Leonardo Da Vinci as a scientist
Da Vinci was able to understand some basic concepts about how our mind works. Among other things, he argued that "common sense (which resides in the brain) judges of the things that the other senses and transmit it into action by them
Behind every act of his life, even the most everyday (like watching the flight of a bird) was looking for a physical, mathematical or other explanation. It does not always hit, but many others. And with centuries ahead. During the winter of 1507-1508, Leonardo conducted a post-mortem dissection of an old centennial in the hospital of Santa Maria Nuova in Florence. This marked the beginning of five years of intense anatomical research. He attributed the death of that individual to a narrowing of the coronary arteries and, in parallel, provided the first clear description of atherosclerosis, a disease of the coronary arteries is now one of the most common causes of death in the Western world.
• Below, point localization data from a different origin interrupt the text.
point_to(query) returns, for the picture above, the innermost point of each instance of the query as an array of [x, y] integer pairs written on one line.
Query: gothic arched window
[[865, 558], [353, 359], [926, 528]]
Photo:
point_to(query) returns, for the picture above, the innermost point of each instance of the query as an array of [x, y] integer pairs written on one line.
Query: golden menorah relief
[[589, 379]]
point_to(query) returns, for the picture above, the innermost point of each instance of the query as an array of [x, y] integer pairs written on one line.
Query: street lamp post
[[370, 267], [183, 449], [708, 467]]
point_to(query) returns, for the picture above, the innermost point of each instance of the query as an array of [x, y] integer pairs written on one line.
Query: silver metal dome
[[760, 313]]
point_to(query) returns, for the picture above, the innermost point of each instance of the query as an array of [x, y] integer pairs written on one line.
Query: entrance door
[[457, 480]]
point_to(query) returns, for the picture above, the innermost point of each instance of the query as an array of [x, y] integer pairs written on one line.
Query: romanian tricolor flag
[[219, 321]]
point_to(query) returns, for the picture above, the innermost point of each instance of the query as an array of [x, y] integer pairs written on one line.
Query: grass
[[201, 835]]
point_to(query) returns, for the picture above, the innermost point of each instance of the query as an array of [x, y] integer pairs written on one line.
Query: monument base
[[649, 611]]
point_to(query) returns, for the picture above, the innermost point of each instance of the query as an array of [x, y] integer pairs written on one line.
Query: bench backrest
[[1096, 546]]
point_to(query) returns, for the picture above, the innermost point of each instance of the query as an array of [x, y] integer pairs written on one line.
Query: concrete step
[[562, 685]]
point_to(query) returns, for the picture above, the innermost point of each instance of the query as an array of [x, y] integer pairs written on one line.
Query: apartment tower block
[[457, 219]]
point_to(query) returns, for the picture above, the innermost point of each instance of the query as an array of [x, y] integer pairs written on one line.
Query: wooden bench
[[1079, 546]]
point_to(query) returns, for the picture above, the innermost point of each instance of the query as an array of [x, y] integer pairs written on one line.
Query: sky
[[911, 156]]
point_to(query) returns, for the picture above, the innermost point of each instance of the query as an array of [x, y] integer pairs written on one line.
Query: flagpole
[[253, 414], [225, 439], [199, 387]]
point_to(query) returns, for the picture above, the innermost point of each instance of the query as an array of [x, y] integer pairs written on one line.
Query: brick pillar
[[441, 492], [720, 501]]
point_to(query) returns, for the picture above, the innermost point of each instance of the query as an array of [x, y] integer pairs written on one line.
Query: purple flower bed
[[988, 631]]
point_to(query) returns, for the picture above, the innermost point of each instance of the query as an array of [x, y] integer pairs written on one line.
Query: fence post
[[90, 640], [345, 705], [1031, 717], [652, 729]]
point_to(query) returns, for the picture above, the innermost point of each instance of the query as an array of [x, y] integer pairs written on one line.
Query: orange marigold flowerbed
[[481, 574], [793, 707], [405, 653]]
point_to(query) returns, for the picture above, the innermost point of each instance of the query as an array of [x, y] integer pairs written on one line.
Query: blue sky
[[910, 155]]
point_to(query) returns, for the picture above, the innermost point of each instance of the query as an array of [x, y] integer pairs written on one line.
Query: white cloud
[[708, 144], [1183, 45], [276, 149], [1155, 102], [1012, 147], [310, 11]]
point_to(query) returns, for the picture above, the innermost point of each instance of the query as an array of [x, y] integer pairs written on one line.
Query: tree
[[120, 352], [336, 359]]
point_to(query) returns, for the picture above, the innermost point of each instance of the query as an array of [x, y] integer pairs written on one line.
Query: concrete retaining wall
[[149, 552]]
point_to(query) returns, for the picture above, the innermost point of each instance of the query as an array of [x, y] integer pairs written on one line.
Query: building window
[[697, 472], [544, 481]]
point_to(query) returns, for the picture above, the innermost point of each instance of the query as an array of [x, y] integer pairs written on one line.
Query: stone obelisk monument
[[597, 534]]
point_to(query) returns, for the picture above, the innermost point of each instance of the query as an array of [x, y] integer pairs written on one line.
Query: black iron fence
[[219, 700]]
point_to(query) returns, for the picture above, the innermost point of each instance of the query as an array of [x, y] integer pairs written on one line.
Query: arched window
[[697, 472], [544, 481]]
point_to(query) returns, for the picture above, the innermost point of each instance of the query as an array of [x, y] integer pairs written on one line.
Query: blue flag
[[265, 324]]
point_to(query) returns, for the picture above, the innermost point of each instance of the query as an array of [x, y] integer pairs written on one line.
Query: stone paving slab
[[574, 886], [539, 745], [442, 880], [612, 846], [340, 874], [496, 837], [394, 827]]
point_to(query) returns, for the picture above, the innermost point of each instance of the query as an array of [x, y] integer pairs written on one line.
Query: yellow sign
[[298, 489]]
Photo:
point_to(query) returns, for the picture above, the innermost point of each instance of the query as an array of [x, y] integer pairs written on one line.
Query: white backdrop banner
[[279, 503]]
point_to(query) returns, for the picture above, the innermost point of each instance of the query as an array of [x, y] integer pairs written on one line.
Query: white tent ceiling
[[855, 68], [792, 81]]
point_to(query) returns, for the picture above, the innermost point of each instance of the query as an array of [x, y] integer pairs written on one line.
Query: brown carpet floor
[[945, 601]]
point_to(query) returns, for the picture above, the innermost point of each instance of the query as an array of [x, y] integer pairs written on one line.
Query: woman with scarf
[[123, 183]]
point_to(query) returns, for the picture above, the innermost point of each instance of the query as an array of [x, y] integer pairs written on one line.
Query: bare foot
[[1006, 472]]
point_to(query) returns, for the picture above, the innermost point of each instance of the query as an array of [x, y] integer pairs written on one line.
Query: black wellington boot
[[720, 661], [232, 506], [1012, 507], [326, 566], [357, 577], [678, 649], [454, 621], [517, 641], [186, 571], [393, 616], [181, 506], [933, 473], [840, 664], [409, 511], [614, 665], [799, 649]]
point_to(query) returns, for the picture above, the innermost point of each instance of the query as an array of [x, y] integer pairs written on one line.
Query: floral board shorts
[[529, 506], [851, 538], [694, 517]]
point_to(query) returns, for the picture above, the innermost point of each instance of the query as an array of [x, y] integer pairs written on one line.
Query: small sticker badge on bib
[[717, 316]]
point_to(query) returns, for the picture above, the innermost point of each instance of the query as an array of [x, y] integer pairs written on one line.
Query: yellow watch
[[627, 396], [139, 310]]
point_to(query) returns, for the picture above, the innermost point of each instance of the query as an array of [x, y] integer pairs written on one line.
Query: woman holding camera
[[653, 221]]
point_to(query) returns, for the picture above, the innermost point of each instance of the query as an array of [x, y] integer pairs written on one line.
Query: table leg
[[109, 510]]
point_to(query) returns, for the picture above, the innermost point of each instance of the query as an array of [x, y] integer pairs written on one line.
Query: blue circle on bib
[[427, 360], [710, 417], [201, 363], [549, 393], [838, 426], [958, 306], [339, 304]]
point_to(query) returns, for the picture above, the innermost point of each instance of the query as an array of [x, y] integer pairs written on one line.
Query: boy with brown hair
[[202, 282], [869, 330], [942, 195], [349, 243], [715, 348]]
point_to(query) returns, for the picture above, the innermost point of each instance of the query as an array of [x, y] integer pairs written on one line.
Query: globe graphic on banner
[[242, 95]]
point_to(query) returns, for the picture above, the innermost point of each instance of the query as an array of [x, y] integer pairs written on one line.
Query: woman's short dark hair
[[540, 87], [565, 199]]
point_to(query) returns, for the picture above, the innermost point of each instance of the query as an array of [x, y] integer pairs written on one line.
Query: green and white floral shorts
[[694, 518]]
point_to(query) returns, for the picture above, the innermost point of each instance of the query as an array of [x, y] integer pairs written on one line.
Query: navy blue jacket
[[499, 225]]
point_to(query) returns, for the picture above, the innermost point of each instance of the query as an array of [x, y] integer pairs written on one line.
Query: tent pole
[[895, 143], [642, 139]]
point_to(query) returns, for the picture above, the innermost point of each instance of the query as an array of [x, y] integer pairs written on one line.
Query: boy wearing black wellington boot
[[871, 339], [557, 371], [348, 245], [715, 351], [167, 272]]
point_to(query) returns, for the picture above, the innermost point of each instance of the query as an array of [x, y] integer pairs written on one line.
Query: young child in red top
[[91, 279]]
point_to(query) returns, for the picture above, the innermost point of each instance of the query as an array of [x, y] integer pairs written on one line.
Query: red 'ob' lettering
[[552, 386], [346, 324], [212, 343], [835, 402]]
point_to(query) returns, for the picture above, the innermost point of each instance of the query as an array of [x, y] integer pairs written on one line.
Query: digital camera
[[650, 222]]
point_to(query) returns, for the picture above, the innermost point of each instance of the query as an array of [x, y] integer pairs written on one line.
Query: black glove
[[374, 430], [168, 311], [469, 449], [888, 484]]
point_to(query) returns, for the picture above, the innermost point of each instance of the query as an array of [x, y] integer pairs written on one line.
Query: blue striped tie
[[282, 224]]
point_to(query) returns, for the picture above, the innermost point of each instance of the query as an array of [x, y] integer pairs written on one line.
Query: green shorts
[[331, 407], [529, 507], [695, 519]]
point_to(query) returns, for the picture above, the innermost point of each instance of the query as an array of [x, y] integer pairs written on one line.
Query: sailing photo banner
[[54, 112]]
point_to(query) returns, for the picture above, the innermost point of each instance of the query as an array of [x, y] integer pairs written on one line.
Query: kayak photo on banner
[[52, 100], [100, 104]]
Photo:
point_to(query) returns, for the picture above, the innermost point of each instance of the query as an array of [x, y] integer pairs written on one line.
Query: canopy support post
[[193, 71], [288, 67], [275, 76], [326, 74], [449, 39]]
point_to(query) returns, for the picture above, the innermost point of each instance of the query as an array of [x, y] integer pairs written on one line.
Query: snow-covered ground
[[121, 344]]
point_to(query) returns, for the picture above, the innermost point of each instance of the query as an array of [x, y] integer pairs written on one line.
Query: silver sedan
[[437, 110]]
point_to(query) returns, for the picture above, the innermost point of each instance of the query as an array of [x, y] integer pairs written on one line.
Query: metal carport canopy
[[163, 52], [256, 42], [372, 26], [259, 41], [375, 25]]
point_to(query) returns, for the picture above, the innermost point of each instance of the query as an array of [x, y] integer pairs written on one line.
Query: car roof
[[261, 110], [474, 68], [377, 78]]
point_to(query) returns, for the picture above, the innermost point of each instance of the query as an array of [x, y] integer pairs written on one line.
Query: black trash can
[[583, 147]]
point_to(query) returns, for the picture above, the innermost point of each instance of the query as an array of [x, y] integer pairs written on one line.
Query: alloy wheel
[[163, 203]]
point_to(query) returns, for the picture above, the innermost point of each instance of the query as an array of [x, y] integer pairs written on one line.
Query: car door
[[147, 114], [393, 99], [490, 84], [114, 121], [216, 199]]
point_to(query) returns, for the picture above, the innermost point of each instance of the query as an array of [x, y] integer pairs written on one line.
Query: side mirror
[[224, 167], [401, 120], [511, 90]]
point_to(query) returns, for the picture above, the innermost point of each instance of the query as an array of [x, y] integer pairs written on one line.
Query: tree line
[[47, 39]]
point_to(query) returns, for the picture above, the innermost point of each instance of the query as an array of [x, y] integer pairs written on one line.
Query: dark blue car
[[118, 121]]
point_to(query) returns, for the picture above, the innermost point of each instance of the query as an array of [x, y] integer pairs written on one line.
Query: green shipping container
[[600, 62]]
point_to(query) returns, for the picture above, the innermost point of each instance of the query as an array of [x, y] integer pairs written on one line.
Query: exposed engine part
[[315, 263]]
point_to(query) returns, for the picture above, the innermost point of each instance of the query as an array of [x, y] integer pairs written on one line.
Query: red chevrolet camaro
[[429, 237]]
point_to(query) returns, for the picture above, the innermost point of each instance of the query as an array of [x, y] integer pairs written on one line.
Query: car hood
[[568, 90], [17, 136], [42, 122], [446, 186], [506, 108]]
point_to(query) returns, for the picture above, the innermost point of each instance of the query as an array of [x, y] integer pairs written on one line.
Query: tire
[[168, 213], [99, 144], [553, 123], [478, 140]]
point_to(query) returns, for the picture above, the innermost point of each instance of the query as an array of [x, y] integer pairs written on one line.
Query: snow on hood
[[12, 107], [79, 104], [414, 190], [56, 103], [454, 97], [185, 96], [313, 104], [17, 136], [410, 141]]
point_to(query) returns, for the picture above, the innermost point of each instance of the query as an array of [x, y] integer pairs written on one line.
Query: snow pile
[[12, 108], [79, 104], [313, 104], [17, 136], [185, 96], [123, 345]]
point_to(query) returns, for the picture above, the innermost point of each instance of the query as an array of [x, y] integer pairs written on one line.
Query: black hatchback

Working with human bodies in Florence allowed Leonardo to study the brain, as he had always wanted. Before that, the Renaissance artist had deduced the path of the sensory nerves and the brain studying how human skulls. He believed that acquiring knowledge was key to some of the issues I wanted to investigate, as the emotions and the nature of the senses, but no real brain to dissect the skulls alone could not provide that information. With corpses at your fingertips, Leonardo designed an ingenious experiment in which melted wax injected into the cerebral ventricles to find out what their true setting.
Da Vinci was able to understand some basic concepts about how our mind works. Among other things, he argued that "common sense (which resides in the brain) judges of the things that the other senses and transmit it into action by them. External objects sent to the five senses its images, which are transferred to the sensitivity and perception, and this common sense; and, after being examined here, they pass memory that retains more or less, depending on the power of each. " The article refers to woman who kept researching, Elena Sanz. More information on this topic in the number of very dedicated history to the biography of Leonardo Da Vinci.